Folha de S. Paulo
Tiranetes estão soltos, aberração
institucional continua: 2023 teve escassa 'normalização'
O Brasil vai voltando à "normalidade
institucional" ou "democrática", lê-se em vários balanços deste
2023. No mais das vezes, esse juízo é moderado pelo gerúndio.
Ainda assim, trata-se de otimismo,
ingenuidade, tentativa de tapar o sol com a peneira ou cumplicidade com o
estágio atual do arranjo desta democracia mais pervertida do que de costume.
Está claro que deixamos de ter um presidente
golpista. Mais do que isso, o governo procura aparar as barbaridades maiores
dos anos de trevas (2019-2022) e tem um programa de garantir ou ampliar
direitos constitucionais, modesto na ambição, na criatividade política e fraco
na prática.
Difícil que vá além. O desastre social, econômico e político que herdou é enorme, há muito o que fazer. Além do mais, o bloco político do governo é o mais minoritário da redemocratização. Assim é no Congresso. Assim é por causa do tamanho do eleitorado no outro lado das trincheiras, do domínio regional do conservadorismo, do tamanho do sentimento antiesquerda etc.

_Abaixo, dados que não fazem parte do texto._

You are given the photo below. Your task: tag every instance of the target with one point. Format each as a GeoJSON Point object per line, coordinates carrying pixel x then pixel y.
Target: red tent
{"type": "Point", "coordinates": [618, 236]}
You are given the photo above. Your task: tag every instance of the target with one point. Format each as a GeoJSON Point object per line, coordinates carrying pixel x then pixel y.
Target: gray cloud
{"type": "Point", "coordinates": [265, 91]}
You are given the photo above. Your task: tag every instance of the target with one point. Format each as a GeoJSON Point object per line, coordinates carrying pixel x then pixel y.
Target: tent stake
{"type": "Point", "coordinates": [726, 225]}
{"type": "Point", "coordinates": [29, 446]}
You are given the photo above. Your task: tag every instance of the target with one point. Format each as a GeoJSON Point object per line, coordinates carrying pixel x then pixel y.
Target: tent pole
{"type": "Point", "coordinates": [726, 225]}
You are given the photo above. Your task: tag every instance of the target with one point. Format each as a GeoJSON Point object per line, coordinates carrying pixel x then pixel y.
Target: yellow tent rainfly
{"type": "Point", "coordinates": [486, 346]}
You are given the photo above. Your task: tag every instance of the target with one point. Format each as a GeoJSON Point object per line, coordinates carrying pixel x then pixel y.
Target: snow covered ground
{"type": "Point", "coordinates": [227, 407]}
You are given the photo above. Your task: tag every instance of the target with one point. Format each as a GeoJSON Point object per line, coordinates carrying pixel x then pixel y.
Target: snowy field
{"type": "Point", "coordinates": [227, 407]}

Isto posto, continua essa crise democrática
que vem pelo menos de 2014-15. Faz apenas um ano que bolsonaristas tentaram
explodir o aeroporto de Brasília, gente que confabulava terrorismos diante do
Quartel-General do Exército.
Como se sabe, foi de lá também que saiu o
grosso da malta golpista que depredou as sedes dos Poderes. Essa é a evidência
anedótica da disseminação popular do programa golpista.
Outros golpismos foram esquecidos,
convenientemente. Boa parte do eleitorado o apoia, tacitamente —apenas 8% dos
eleitores de Jair
Bolsonaro em 2022 se arrependem do voto, diz o Datafolha.

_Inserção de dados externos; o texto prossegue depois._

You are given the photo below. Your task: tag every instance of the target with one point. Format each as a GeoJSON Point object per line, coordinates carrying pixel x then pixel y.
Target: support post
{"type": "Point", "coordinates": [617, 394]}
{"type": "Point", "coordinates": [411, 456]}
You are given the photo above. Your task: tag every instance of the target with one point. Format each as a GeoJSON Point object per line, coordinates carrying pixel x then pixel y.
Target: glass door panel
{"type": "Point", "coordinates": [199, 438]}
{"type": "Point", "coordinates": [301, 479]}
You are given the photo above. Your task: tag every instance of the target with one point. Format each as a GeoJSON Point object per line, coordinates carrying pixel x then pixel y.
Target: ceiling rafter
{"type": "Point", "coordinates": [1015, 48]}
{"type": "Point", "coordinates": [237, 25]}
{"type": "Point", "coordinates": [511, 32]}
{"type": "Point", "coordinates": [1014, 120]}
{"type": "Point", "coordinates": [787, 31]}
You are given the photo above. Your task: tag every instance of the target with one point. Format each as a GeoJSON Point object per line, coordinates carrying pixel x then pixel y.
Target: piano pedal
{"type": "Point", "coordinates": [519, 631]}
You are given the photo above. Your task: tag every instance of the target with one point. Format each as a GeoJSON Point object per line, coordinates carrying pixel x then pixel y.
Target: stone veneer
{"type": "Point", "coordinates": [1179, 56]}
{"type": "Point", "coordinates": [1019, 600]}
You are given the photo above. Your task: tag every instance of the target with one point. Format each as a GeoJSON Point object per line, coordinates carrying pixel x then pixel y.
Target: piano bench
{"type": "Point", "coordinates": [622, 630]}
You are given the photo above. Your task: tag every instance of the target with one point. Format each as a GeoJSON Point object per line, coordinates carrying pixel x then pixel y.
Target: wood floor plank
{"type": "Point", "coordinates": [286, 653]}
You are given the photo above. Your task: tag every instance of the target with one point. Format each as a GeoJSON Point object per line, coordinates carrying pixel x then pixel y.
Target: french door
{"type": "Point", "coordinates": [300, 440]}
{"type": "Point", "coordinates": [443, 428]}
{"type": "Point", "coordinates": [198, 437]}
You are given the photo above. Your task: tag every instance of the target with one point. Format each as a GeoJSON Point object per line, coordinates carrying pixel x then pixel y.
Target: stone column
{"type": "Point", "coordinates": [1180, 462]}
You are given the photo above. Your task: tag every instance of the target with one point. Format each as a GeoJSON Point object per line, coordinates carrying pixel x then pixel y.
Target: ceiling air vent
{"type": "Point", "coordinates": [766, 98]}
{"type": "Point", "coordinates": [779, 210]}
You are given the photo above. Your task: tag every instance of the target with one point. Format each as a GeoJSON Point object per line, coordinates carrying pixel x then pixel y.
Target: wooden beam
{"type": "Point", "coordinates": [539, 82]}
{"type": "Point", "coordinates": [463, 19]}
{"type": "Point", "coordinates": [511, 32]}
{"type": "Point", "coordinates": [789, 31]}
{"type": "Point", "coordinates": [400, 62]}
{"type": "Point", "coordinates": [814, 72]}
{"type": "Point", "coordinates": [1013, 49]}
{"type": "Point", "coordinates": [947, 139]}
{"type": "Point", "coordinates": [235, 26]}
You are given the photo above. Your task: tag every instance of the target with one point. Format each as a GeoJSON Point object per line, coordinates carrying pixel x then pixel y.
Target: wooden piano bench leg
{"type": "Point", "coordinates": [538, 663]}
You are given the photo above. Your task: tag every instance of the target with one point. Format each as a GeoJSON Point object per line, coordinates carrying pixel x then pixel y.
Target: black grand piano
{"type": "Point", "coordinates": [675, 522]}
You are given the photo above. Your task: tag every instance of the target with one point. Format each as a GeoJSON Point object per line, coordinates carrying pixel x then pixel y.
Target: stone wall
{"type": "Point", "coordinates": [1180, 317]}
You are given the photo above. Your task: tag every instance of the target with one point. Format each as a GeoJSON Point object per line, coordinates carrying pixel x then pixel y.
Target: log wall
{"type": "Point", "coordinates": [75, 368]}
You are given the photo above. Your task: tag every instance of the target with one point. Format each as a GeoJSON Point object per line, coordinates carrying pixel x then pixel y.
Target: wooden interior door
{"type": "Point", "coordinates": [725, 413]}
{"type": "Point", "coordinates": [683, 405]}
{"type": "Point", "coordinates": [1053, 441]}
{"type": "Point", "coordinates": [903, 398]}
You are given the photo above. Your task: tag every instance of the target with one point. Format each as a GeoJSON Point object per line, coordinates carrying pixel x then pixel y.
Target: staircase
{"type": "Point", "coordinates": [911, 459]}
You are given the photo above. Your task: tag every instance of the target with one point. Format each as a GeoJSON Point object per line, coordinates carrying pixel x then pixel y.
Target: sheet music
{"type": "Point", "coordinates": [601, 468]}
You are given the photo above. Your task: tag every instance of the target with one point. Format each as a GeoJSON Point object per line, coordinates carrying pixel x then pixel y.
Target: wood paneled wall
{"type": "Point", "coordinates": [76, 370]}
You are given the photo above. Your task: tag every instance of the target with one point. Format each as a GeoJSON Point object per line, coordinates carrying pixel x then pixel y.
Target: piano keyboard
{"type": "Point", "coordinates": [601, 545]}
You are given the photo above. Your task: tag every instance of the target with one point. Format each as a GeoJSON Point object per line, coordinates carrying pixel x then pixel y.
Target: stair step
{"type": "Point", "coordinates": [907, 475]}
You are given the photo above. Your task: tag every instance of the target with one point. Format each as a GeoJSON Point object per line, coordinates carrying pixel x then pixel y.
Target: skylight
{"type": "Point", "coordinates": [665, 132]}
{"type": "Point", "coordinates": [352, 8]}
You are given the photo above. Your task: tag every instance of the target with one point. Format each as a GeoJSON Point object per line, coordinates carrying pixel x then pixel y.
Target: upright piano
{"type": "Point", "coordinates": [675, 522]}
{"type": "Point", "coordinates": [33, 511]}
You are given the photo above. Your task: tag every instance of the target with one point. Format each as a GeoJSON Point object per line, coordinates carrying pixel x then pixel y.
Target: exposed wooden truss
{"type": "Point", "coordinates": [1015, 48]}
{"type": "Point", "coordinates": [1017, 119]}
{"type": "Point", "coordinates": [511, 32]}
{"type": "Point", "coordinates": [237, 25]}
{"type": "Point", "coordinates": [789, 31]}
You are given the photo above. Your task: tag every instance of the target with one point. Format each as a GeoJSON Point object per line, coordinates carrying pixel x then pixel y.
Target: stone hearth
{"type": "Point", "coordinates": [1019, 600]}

Os militares coadjuvantes do projeto de
tirania de Bolsonaro saíram de fininho. O processo dos generais-comparsas mal
anda. As Forças Armadas, o Exército em particular, teriam "voltado aos
quartéis", embora nem admitam que tenham saído de lá.
Saíram, o que ficou escandaloso depois que o
general Villas Bôas afiou a baioneta nas fuças do STF em 2018,
quando os ministros tratavam de um habeas corpus para Luiz Inácio Lula da
Silva. A participação dos militares no plano de golpe e na destruição
institucional foi extensa.
Quantos irão para a cadeia? Quanto vai durar
a "volta para os quartéis"? Até 2018, havia a ilusão de que os
militares haviam se recolhido democraticamente à caserna. Na prática, está
havendo outra anistia para a baderna autoritária.
O Congresso engatilha várias represálias
contra o Supremo. Em si, não é má a ideia de empurrar os ministros do STF de
volta para os seus quarteis. A politização e as exorbitâncias do tribunal
apenas aumentaram na última década e meia, por aí.
Mas os motivos do centrão-direitão são também
outros, muito ruins: vingança contra a Justiça que condenou justamente
parlamentares e desejo de tolher atribuições constitucionais (como o julgamento
de constitucionalidade).
Na pororoca, vêm a indignação contra planos
de decisões "progressistas" (aborto, maconha, terra indígena) e
outras que limitam o uso desavergonhado de dinheirama (emendas).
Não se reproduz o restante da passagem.